Architecture: goffi FFI Implementation
July 5, 2026 · View on GitHub
How goffi calls C functions from pure Go — assembly trampolines, calling conventions, and type safety
Overview
goffi is a zero-dependency Foreign Function Interface (FFI) for Go. It calls C library functions without CGO by using:
- Hand-written assembly for each platform ABI
runtime.cgocallfor GC-safe Go→C stack switchingcrosscall2for safe C→Go callback transitions (any thread)- Runtime type validation via
TypeDescriptor— no codegen, no reflection
Four-Layer Architecture
Every goffi call traverses four layers:
┌──────────────────────────────────────────────┐
│ Layer 1: Go Code │
│ ffi.CallFunction(cif, fn, &result, args) │
│ Type validation, CIF pre-computation │
└──────────────────┬───────────────────────────┘
│
▼
┌──────────────────────────────────────────────┐
│ Layer 2: runtime.cgocall │
│ Switch to system stack (g0) │
│ Mark goroutine as blocked, allow GC │
└──────────────────┬───────────────────────────┘
│
▼
┌──────────────────────────────────────────────┐
│ Layer 3: Assembly Wrapper │
│ Load registers per ABI (GP + SSE/FP) │
│ Call target function, save return values │
└──────────────────┬───────────────────────────┘
│
▼
┌──────────────────────────────────────────────┐
│ Layer 4: C Function (external library) │
│ Executes and returns via standard ABI │
└──────────────────────────────────────────────┘
Layer 1: Call Interface (CIF) Pre-computation
Unlike reflect-based approaches, goffi classifies arguments and computes stack layout once at preparation time:
cif := &types.CallInterface{}
ffi.PrepareCallInterface(cif, types.DefaultCall,
types.UInt64TypeDescriptor, // return type
[]*types.TypeDescriptor{types.PointerTypeDescriptor}, // arg types
)
// cif now contains:
// - Argument classification (GP register / SSE register / stack)
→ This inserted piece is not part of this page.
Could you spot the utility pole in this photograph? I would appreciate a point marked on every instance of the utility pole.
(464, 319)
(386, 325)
// - Stack size and alignment
// - Flags bitmask for assembly dispatch
// Reuse cif for all subsequent calls — zero allocation per call.
Layer 2: runtime.cgocall
runtime.cgocall is Go's internal mechanism for calling C code safely:
- Switches to system stack (g0)
- Marks goroutine as "in syscall" — allows GC to proceed
- Calls our assembly wrapper
Since v0.5.6, syscallArgs is heap-allocated via sync.Pool — goroutine stacks may move during C→Go callbacks (copystack), and assembly on g0 holds the args pointer across the call. All ABI-boundary structs use structs.HostLayout (Go 1.23+) to guarantee C-compatible memory layout.
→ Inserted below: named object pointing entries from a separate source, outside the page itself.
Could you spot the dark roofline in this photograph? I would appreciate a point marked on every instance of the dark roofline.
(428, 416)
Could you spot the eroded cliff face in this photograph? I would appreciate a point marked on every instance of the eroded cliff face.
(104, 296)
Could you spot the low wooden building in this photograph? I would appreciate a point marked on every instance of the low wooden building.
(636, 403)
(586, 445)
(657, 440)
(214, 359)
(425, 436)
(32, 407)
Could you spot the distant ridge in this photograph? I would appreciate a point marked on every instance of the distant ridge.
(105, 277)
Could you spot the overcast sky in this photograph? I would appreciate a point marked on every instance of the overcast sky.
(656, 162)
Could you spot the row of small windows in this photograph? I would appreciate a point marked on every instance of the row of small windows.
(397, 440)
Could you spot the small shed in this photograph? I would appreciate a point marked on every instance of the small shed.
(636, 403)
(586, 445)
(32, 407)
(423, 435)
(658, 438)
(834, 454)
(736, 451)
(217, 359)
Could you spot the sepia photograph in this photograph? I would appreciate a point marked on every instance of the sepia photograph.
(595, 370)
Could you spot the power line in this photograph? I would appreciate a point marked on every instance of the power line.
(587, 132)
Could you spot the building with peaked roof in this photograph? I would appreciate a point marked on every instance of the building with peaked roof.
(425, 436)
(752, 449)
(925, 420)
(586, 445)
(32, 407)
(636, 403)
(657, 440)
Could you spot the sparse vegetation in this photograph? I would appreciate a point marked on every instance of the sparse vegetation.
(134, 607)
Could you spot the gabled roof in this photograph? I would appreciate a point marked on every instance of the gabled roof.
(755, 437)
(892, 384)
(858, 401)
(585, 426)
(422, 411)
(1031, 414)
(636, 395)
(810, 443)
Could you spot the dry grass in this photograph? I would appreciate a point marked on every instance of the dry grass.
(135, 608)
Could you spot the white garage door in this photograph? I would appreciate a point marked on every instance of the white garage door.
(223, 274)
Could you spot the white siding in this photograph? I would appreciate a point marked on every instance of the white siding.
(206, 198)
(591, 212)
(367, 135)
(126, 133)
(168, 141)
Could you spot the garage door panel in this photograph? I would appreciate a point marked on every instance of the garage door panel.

4. Restores Go stack on return
We access it via //go:linkname:
//go:linkname runtime_cgocall runtime.cgocall
func runtime_cgocall(fn uintptr, arg unsafe.Pointer) int32
Layer 3: Platform Assembly
Hand-written assembly for each ABI. The function receives a struct pointer containing all arguments, loads registers, calls the target, and saves return values.
System V AMD64 (syscall_unix_amd64.s):
TEXT syscallN(SB), NOSPLIT|NOFRAME, \$0
// R11 = args struct pointer
// Load 6 GP registers: RDI, RSI, RDX, RCX, R8, R9
// Load 8 SSE registers: XMM0-XMM7
// Push stack-spill args if needed
CALL R10 // call target function
// Save RAX (int return), RDX (second return), XMM0 (float return)
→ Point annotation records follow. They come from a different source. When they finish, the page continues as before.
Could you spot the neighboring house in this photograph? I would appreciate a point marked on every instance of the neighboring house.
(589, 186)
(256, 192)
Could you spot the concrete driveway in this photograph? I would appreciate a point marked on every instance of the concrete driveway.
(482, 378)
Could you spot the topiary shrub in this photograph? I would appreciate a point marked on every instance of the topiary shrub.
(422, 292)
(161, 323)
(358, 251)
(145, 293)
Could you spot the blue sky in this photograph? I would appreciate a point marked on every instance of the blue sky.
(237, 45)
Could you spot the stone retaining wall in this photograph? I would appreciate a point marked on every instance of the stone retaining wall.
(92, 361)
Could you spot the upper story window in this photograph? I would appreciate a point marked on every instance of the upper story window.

Win64 (syscall_windows_amd64.s):
// 4 GP registers: RCX, RDX, R8, R9
// 4 SSE registers: XMM0-XMM3
// 32-byte shadow space mandatory
AAPCS64 ARM64 (syscall_unix_arm64.s):
// 8 GP registers: X0-X7
// 8 FP registers: D0-D7
// HFA (Homogeneous Floating-point Aggregate) support
Calling Conventions
| Feature | System V AMD64 | Win64 | AAPCS64 |
|---|---|---|---|
| GP Registers | RDI, RSI, RDX, RCX, R8, R9 | RCX, RDX, R8, R9 | X0-X7 |
| FP Registers | XMM0-XMM7 | XMM0-XMM3 | D0-D7 |
| Shadow Space | None | 32 bytes mandatory | None |
| Stack Alignment | 16-byte | 16-byte | 16-byte |
| Int Return | RAX | RAX | X0 |
| Float Return | XMM0 | XMM0 | D0 |
| Struct ≤8B | RAX | RAX | X0 |
| Struct 9-16B | RAX + RDX | N/A (sret) | X0 + X1 |
| Struct >16B | Hidden sret pointer | Hidden sret pointer | Hidden sret pointer |
| HFA | N/A | N/A | D0-D3 (up to 4 floats) |
Struct Argument Passing
ABI rules for passing structs as arguments depend on size and platform:
System V AMD64 (Linux, macOS, FreeBSD)
Per §3.2.3, each struct is classified by its eightbytes (8-byte chunks):
- ≤ 8 bytes: single eightbyte. If all fields are float/double → SSE (XMM register). Otherwise → INTEGER (GP register). INTEGER wins over SSE within the same eightbyte (merge rule).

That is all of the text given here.